The bolts screeched shut. Distant shouts echoed between the narrow walls, and the smell of fire was already wafting on the recycled air. My shard rang in my pocket. “My dear Alexei Standard.” Duke’s holographic image grinned up at me through the glass. Red emergency lighting glittered on his jaw rings like monstrously curved teeth. “I take it you’ve heard the big news.”
“Norpak broke the ceasefire?” I asked. “Already?”
“No, surprisingly. It seems a lone wolf scored a lucky hit against some corroded seals with an improvised explosive. We don’t know the who or the why yet, but I doubt it was Norpak. Those ninjas take far too much pride in their work to resort to such sloppy methodologies.” He had to raise his voice over a background din of shouted orders, boots pounding on metal floors, waver fire. I heard someone read out new casualty estimates.
I had followed the corridor to another sealed hatch. Three corpses were splayed out under the flickering lights, all Medusas. Wisps of smoke rose and perfumed the air with burning plastic and cooked flesh. “If the ceasefire is still in place,” I asked, “what is this?”
“It’s an election! We are all casting our votes now to choose Dahlia’s successor.”
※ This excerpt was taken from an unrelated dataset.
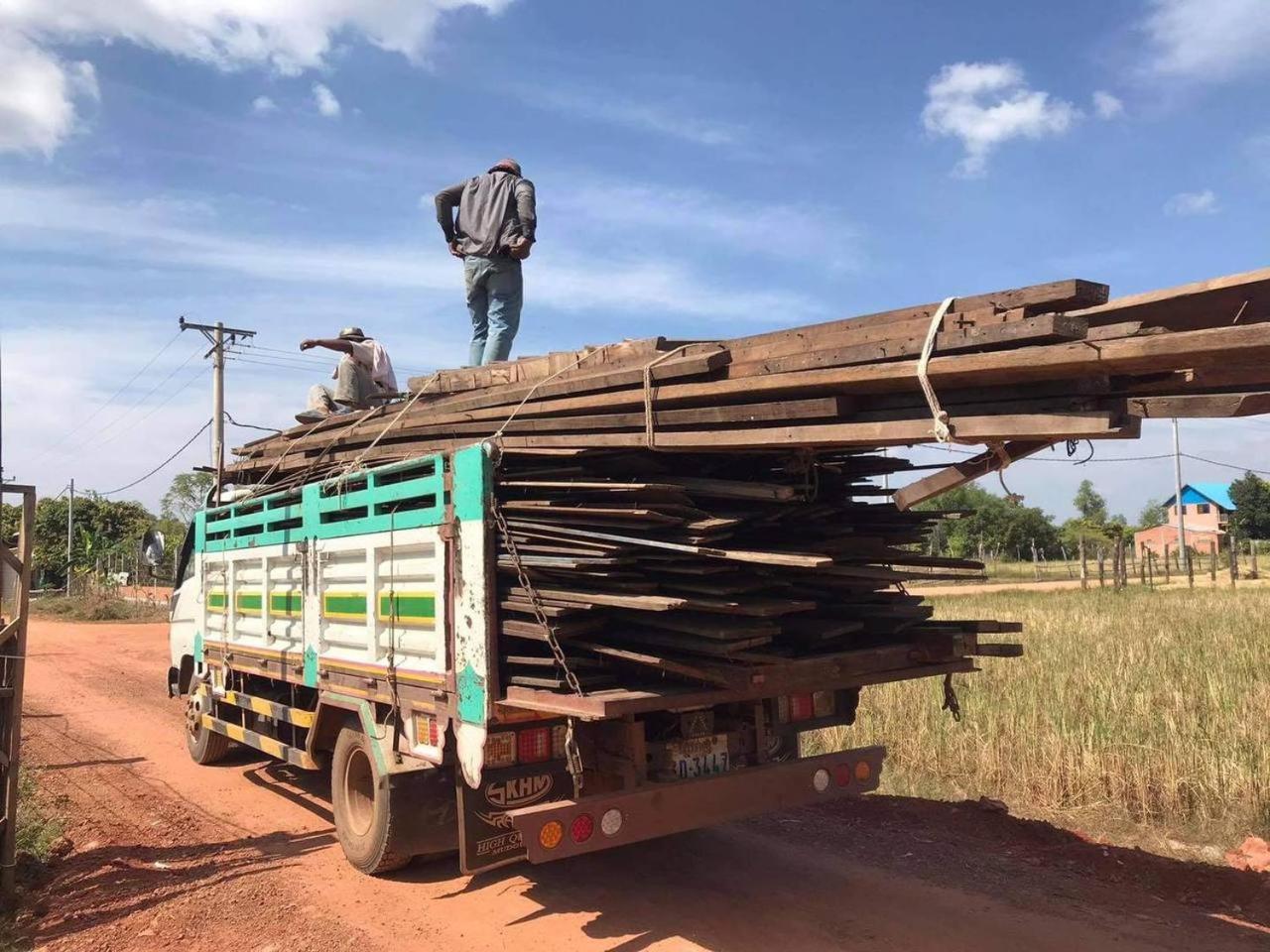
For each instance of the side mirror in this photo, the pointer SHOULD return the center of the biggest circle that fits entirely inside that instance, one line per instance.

I averted my eyes from the dead and said, “I can’t be part of this.”
Duke guffawed. “You don’t get a vote, chum. Not that it matters. The situation is well in hand. What’s left of the keep is mine already, as will be the rest of Bloom shortly—and where Bloom goes, all of Epak follows.”
“Then why call—?”
“Because it would be a shame if you died in this petty little squabble, that’s why. I’m sending you the keys to all the safe rooms in that sector of the city. Sit tight, Alexei. When the dust settles, you’ll work for me.”
I shook my head. “I need a way out of the city.”
He ignored me. “The Clan will have lost some of its best talent in the shakeup, and there’ll be no shortage of work. I’ve had my eye on you for years, Alexei. I’ve seen what you’re capable of. I need those talents at my disposal. I need the very sharpest knife in Dahlia’s old drawer.”
I choked out the words “I should go.”
He only chuckled and leaned tighter into the camera. “You wouldn’t go against a decree straight from your new Emperor.”
Before I could respond, a series of metallic thuds sounded—on both my side of the call and Duke’s, I realized. He held his hand up to silence everyone. For a moment everything was still—but when the sound came again, I felt the vibration in my guts, the ripple of seismic violence in the plates under my feet. The pipes all began to scream.
“Section 40,” someone yelled to Duke. “The emergency seals aren’t working. It’s sabotage. We’re locked out!”
“God damnit, you said we had nodespace under control!”
“We did!”
“High ground! Everybody move!”
The call cut off.
I turned to a sudden uproar: a few other locked-out people had managed to pry open a sealed door to a stairwell. I watched panic carry them upward, but I didn’t follow. Everyone in Bloom would be rushing to higher ground now, because there was only one way to read the signs.